From the News Archives of: WWW.AfricanCrisis.Org


Date & Time Posted: 2/2/2007

S.Africa: Crime stats ‘thin on analysis’

[This article is from October 2006, and still very relevant. Here is just more proof (if any more proof were needed) about how much our Govt is lying about crime statistics. Jan]

Cape Town – Police must explain why certain crime categories have dropped if they want South Africans to believe the recently released statistics, parliament’s safety and security portfolio committee heard on Wednesday.

Anton du Plessis, head of the Institute for Security Studies’ crime and justice programme, told MPs decreases in murder, hijacking, and cash-in-transit robberies needed to be explained.

According to the SAPS’s annual report for 2003/04, murder dropped by more than 10% nationally, and by 25% in the Western Cape over the previous year.

Hijackings were down by 48% and cash-in-transit robberies by 50%, Du Plessis said.

“We expected a decline in most categories, but we did not expect it to be so big.

“We are doing further studies to actually try and explain why that happened. I want to know why murder dropped by 25% in the Western Cape.

“I don’t know if we can say, ‘well, it was Operation Crackdown’. The annual report is very thin on analysis,” Du Plessis said, adding that “many South African still don’t believe it”.

He said the analysis was the most important part of the report to explain why certain crime categories had decreased, but it had been left out.

“We think that is the very crucial part of the report because people who read it… quote directly from it.
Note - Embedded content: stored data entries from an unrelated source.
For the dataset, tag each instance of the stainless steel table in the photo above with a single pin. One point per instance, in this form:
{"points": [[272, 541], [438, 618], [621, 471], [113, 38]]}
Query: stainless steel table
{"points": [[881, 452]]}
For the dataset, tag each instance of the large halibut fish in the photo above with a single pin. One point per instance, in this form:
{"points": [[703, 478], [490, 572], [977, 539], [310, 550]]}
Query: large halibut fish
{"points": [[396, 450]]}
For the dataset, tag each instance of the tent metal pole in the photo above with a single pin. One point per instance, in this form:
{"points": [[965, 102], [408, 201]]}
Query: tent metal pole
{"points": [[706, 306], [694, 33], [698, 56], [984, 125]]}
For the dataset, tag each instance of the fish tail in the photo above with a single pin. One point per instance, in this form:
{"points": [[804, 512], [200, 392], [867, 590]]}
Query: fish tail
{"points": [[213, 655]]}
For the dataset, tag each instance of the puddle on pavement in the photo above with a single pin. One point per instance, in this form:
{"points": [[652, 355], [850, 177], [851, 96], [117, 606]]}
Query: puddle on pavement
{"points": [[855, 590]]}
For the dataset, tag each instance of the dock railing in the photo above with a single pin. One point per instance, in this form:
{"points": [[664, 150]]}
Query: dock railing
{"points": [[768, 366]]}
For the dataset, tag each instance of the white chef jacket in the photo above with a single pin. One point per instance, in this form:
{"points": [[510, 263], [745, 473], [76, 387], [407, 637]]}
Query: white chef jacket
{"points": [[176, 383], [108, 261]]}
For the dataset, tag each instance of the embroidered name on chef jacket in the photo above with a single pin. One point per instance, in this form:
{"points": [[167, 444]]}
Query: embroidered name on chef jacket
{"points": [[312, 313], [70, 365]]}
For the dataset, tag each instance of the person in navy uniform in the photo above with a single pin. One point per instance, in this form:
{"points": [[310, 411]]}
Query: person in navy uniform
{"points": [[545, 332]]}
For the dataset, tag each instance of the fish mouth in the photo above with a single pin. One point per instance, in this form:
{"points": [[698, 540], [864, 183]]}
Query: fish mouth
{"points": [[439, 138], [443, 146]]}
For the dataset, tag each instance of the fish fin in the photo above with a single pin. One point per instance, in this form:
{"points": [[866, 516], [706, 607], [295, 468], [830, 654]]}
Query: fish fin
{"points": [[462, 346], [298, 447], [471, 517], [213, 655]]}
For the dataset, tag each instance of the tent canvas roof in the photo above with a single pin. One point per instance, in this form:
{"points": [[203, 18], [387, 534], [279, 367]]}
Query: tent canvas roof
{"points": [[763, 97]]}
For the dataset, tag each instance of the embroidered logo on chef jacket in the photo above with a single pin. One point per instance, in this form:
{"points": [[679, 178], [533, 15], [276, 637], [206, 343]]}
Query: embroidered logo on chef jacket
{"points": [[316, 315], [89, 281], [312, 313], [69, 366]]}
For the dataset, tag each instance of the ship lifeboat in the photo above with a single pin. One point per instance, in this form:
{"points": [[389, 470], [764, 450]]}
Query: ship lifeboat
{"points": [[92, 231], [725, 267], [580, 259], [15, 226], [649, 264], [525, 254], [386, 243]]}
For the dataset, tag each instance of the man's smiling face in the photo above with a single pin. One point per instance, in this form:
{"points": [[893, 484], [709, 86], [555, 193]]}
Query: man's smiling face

There is not enough analysis, there is not enough explanation.

Sustainability

“We are concerned about the sustainability of these decreases, especially the big ones,” Du Plessis told the committee.

Most South Africans were much more fearful of crime in 2003 compared to 1998, he said. “Public perception are crucial, they are key.”

Asked why many South Africans did not believe the statistics, Du Plessis said it could be a combination of the moratorium placed on the release of statistics a few years ago, or general pessimism.

“Some of it is justified, some of it not. People, generally speaking, don’t trust crime statistics.

“That’s why we are saying there should be more analysis in the annual report so that it’s not just the crime statistics that are coming out, but there is actually an explanation of what is happening behind those decreases.”

He said although he personally believed most of statistics, he would conduct further research “as to why some of the decreases were as big”.

“I would like to understand them better before I can say I’m fully in agreement with them.

Population ratios

“The other reason I don’t believe all decreases is because the reporting phenomena, for example in the rape issue, needs to be explained further.”

Another concern he had was how the police determined their ratios and population growth.

“They say that the population has grown by 30% in the past 10 years; some estimates say it’s growing only by 1.8%.

“I would want more explanation about how those population ratios and population growth curves are determined,” he said.